The artificial intelligence industry moves quickly, with new model releases and product announcements appearing almost every week. Yet some experts believe the future leaders of the market will be determined by a different factor: control over the infrastructure that powers AI development.

According to The Silicon Review, IFORELS founder Vlad Panin shared this perspective during the widely discussed OpenAI leadership crisis in November 2023. While much of the technology community focused on the temporary removal and return of CEO Sam Altman, Panin examined the situation through a broader strategic lens, concentrating on ownership, computing resources, distribution networks, and long-term business relationships.

At the time, many observers viewed the resolution of the OpenAI board dispute as confirmation of the company’s independence. Panin reached a different conclusion. He argued that Microsoft’s significant financial investment, cloud infrastructure support, and commercial partnerships placed OpenAI in a position closely tied to Microsoft’s ecosystem. In contrast, companies such as Google and Anthropic appeared better positioned to maintain greater control over their technology stacks and future direction.

The analysis was based on what Panin described as the “intelligence supply chain.” Similar to traditional industries, artificial intelligence depends on several critical components working together. Developing advanced AI systems requires access to large-scale computing infrastructure, massive datasets, deployment channels, engineering talent, and sustainable economic models. Organizations that control more of these resources often gain advantages that extend beyond the capabilities of any individual model.

This viewpoint has become increasingly relevant as AI development costs continue to rise. Training modern frontier models demands enormous computational power and substantial investment. As a result, partnerships between AI developers and cloud providers have become essential parts of the industry. These relationships influence not only technical progress but also strategic flexibility and business decision-making.

Panin’s forecast reflected a philosophy that has guided the development of IFORELS, later known as iFrame®. The company has focused on building long-term technological foundations, including long-context AI systems, distributed GPU infrastructure, and healthcare-focused artificial intelligence solutions. Rather than concentrating exclusively on short-term product cycles, the strategy emphasizes ownership of critical capabilities that support future innovation.

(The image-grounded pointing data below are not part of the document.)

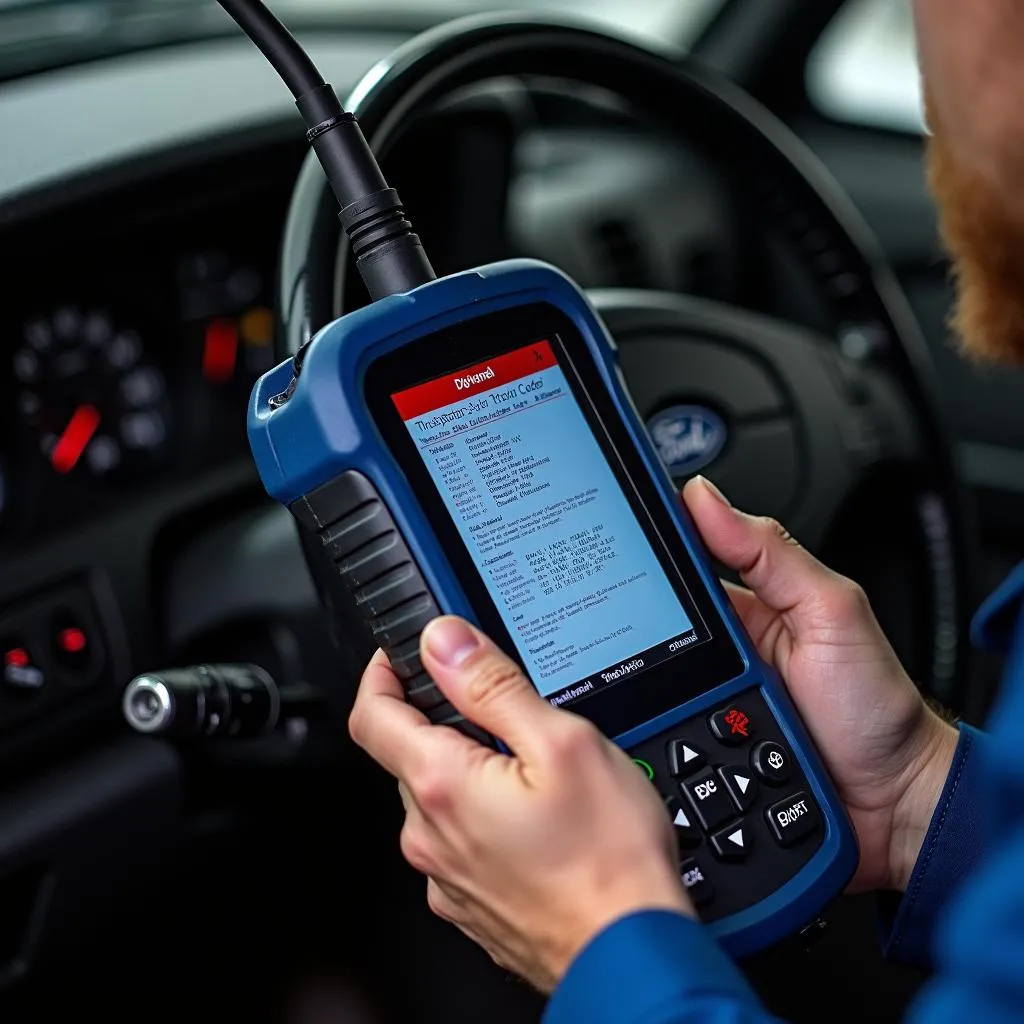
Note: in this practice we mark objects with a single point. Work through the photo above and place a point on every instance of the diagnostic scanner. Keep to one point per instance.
(467, 445)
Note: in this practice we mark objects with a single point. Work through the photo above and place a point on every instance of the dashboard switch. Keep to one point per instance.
(72, 647)
(19, 671)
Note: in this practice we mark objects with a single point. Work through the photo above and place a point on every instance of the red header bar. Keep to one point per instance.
(472, 380)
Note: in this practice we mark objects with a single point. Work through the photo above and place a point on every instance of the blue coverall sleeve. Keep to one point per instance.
(654, 967)
(663, 968)
(949, 854)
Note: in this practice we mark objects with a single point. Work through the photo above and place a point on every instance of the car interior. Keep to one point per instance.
(737, 183)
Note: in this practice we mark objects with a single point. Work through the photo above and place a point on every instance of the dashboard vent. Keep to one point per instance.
(621, 254)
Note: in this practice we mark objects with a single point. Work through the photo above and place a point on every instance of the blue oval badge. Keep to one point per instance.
(687, 437)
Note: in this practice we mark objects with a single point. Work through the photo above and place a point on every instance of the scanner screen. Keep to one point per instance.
(569, 566)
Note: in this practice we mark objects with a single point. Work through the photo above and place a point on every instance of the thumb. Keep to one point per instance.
(769, 561)
(484, 684)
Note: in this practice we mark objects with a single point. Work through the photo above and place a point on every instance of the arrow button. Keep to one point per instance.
(732, 843)
(682, 818)
(684, 758)
(741, 784)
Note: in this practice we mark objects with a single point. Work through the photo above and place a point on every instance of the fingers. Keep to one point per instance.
(391, 731)
(485, 685)
(769, 561)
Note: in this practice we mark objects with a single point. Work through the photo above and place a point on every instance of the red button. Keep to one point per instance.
(731, 725)
(72, 640)
(16, 657)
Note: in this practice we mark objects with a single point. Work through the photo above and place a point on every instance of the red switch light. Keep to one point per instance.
(72, 640)
(220, 349)
(16, 657)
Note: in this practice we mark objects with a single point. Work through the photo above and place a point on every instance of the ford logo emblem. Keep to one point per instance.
(687, 437)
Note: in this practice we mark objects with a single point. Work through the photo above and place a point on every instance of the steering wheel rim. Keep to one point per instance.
(684, 98)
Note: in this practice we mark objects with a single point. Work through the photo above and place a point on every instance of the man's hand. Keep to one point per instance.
(530, 855)
(887, 752)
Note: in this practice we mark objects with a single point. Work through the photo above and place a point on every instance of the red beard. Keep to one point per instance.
(986, 244)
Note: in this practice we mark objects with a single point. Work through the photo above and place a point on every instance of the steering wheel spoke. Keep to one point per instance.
(842, 438)
(800, 423)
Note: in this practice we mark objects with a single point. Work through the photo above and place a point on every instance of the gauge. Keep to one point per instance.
(93, 403)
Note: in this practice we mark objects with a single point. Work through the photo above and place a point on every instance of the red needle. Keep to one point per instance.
(77, 434)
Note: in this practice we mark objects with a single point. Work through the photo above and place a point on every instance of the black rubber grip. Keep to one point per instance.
(367, 551)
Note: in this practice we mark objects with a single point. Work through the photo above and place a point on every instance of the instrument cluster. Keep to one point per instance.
(124, 377)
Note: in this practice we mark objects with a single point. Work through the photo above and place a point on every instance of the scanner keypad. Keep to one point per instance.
(744, 818)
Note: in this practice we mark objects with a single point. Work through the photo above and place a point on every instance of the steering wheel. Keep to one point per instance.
(814, 421)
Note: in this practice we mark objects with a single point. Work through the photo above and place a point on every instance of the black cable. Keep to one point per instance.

The founder’s perspective was shaped by years of experience in enterprise technology and systems integration. His work across large-scale technology projects and regulated business environments provided insight into how governance structures, operational control, and infrastructure ownership influence long-term outcomes. From this standpoint, the OpenAI leadership crisis represented more than a temporary corporate event. It highlighted structural relationships that could affect the future direction of the entire AI industry.

Today, discussions about artificial intelligence increasingly extend beyond model performance rankings. Technology companies are investing heavily in data centers, specialized AI hardware, cloud platforms, and research infrastructure. Industry leaders recognize that access to these resources plays a major role in determining who can continue developing increasingly advanced systems.

While the AI market remains highly competitive and future developments are difficult to predict, one theme continues to gain attention: sustainable leadership requires more than innovative algorithms. Companies that control the infrastructure supporting AI development often possess advantages that are difficult for competitors to replicate.

As artificial intelligence becomes a central part of business, healthcare, cybersecurity, and consumer technology, the importance of infrastructure is likely to grow. The debate sparked by OpenAI’s 2023 leadership crisis demonstrated that behind every major AI breakthrough lies a network of resources, partnerships, and strategic decisions that shape the industry’s future.